Les autorités libyennes ont lancé une enquête après l’assassinat de Seif al-Islam Kadhafi à Zintan, dans le nord-ouest du pays. Des experts médico-légaux ont été dépêchés sur place afin d’identifier les responsables et de faire la lumière sur les circonstances de l’attaque. Cette disparition relance les interrogations sur l’équilibre déjà précaire de la scène politique libyenne, où l’héritage de l’ère Kadhafi reste un facteur de division.

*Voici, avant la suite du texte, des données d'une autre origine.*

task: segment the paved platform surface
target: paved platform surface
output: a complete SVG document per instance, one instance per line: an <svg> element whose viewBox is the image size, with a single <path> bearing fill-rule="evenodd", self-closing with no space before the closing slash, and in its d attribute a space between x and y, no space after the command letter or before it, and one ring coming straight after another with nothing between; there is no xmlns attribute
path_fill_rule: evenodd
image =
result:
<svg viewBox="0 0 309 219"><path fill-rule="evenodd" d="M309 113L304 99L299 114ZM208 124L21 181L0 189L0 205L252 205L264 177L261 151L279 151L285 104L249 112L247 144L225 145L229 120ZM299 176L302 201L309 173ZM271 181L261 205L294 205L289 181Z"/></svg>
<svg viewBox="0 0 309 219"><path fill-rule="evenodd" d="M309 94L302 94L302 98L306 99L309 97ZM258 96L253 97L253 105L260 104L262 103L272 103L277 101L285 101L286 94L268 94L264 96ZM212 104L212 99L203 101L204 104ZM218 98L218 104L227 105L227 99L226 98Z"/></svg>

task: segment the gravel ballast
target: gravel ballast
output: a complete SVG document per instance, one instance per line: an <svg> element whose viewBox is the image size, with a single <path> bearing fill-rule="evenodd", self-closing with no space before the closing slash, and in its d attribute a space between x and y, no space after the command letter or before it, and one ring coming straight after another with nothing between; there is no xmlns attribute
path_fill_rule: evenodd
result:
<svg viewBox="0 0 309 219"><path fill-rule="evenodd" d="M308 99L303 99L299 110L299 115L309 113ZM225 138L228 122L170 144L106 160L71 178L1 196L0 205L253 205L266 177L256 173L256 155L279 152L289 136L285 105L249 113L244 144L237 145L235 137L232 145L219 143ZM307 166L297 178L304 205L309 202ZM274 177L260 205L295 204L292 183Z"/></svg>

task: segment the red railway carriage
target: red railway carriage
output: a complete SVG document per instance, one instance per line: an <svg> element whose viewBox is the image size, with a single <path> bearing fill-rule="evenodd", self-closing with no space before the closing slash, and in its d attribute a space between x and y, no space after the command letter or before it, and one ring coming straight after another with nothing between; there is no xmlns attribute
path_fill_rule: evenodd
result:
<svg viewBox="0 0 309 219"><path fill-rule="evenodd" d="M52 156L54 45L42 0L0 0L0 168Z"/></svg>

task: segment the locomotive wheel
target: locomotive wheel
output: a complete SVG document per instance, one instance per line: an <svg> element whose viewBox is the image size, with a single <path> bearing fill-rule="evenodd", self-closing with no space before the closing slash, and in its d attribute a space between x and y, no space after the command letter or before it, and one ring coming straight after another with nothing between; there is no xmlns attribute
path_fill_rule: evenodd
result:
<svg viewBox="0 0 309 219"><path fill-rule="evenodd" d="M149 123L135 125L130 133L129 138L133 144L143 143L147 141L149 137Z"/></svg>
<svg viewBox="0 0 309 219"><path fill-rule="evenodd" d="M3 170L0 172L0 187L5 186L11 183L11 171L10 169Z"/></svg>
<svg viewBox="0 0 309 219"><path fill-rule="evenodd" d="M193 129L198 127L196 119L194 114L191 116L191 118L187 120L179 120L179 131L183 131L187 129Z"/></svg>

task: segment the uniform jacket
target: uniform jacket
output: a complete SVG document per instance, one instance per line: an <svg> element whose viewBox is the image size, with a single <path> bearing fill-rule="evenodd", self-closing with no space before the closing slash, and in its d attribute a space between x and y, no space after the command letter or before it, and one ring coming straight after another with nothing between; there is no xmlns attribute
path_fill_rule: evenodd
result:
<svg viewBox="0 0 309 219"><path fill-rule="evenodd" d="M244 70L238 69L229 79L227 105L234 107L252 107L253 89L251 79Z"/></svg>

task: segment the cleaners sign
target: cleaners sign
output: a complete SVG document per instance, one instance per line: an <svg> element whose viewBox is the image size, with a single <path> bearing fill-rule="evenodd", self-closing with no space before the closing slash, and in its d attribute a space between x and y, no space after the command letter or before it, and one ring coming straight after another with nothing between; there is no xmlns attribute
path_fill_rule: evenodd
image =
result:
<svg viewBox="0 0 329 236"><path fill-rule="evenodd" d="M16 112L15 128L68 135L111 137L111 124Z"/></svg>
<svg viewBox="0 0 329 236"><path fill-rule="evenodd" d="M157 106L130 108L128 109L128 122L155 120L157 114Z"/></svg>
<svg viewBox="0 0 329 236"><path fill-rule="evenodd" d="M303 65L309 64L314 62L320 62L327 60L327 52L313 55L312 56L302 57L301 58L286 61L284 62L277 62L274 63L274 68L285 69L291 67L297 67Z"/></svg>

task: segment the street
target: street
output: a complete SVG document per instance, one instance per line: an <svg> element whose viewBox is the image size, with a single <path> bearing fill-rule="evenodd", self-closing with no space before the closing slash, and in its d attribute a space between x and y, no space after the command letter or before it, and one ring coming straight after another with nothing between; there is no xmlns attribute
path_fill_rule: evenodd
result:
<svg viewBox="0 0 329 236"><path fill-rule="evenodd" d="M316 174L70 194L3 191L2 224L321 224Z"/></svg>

Dans l’opinion publique, les réactions oscillent entre crainte d’une nouvelle montée des tensions et scepticisme quant à un réel impact sur le rapport de forces. Certains observateurs estiment que cette mort pourrait rebattre les cartes, tandis que d’autres jugent que le pouvoir réel demeure entre les mains des acteurs actuels.
Plus d’une décennie après la chute de Mouammar Kadhafi en 2011, la Libye reste profondément fragmentée, partagée entre des autorités rivales à l’ouest et à l’est. Ancien candidat à la présidentielle avortée de 2021 et figure controversée du paysage post-révolutionnaire, Seif al-Islam Kadhafi incarnait encore un symbole politique dont la disparition pourrait peser sur l’avenir incertain du pays.